Sexisme, bientôt fini ? Ce qu’il faut retenir du dernier rapport choc du Haut Conseil à l’Égalité

Comme chaque année, le Haut Conseil à l’Égalité fait un état des lieux du sexisme en France. Les nouvelles données, fraîchement révélées, ne sont pas vraiment rassurantes. Ce piédestal sur lequel les hommes se hissent s’apparente désormais à un sommet abrupt, que les femmes auront du mal à gravir. Cette tant attendue égalité des sexes semble encore relever de l’utopie. Selon les chiffres, les mentalités sont toujours pétries de stéréotypes de genre et les jeunes générations, qui incarnent l’espoir, n’ont pas l’air de vouloir acter le changement. Entre vieux relents masculinistes, backlash anti-féministe, propagande de la femme soubrette sur les réseaux sociaux… À l’approche de la Journée nationale contre le sexisme, le 25 janvier, voici les grandes lignes du rapport émis par le Haut Conseil à l’Égalité. Trigger warning : à la vue de ces chiffres, vous êtes susceptible d’avoir des nausées.

Le sexisme s’enracine davantage dans la société

Malgré une prise de conscience collective du sexisme, il continue de s’infuser dans les mentalités, à la manière d’un virus endémique. Depuis 2019, le Haut Conseil à l’Égalité, instance indépendante, publie un rapport sur le sexisme. Ce document tire rarement un bilan glorieux sur le sort des femmes. C’est encore le cas cette année. Le rapport du Haut Conseil à l’Égalité, rendu public le 22 janvier dernier, dresse le portrait d’une société prisonnière de ses vieux démons. Au 21e siècle, la guerre des sexes est toujours d’actualité et l’idéologie patriarcale ne faiblit pas.

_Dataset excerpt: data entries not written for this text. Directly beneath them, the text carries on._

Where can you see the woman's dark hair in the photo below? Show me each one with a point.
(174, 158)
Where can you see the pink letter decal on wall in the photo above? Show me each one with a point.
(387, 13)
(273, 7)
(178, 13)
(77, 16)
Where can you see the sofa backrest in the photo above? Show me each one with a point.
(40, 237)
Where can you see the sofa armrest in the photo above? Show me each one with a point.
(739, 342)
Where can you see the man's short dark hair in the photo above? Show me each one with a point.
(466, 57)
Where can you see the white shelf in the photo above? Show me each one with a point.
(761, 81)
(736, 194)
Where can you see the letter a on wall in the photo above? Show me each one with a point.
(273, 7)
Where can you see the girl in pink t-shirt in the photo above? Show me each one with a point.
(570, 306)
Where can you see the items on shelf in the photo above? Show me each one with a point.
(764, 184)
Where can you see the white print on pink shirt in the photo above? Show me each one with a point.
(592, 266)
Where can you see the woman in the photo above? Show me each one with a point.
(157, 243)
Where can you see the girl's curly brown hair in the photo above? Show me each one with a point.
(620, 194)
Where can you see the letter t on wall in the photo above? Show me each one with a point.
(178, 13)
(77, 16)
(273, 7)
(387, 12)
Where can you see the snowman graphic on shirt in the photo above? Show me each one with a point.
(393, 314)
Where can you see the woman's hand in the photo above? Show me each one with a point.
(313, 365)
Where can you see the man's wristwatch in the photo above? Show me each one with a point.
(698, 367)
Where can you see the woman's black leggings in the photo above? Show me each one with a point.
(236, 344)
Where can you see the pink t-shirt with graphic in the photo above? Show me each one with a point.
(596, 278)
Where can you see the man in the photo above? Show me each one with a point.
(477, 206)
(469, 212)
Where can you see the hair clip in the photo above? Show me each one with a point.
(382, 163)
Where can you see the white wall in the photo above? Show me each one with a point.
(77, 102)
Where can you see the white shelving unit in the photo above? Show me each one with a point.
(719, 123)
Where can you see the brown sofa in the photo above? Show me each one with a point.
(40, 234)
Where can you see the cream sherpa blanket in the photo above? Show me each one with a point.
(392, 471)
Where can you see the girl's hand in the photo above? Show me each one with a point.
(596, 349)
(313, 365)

Neuf femmes sur dix déclarent ainsi avoir personnellement subi une situation sexiste. Cette discrimination, parfois insidieuse et inconsciente, débute de bonne heure. Dans le cercle familial, 70 % des femmes disent ne pas avoir reçu le même traitement que leurs frères. Au-delà des murs du foyer, cette différence se fait aussi ressentir derrière les pupitres. Près de la moitié des femmes de 25-34 ans pensent ne pas avoir été abordées de la même façon que leurs homologues à l’école. Selon la présidente du HCE Sylvie Pierre-Brossolette, c’est une boucle infernale qui s’ouvre « à la maison, continue à l’école et explose en ligne ».

Les jeunes générations, pas si progressistes

Si les nouvelles générations envisagent les rapports homme-femme avec un esprit plus fairplay, elles sont aussi aveuglées par les clichés. Malgré toutes les causes qu’elles défendent, les Gen X, Y ou Z ne risquent pas de délivrer la société de ses idéologies virilistes. Ces jeunes ont beau avoir un caractère militant, ils ne semblent pas porter la cause des femmes dans leur cœur. Bien au contraire.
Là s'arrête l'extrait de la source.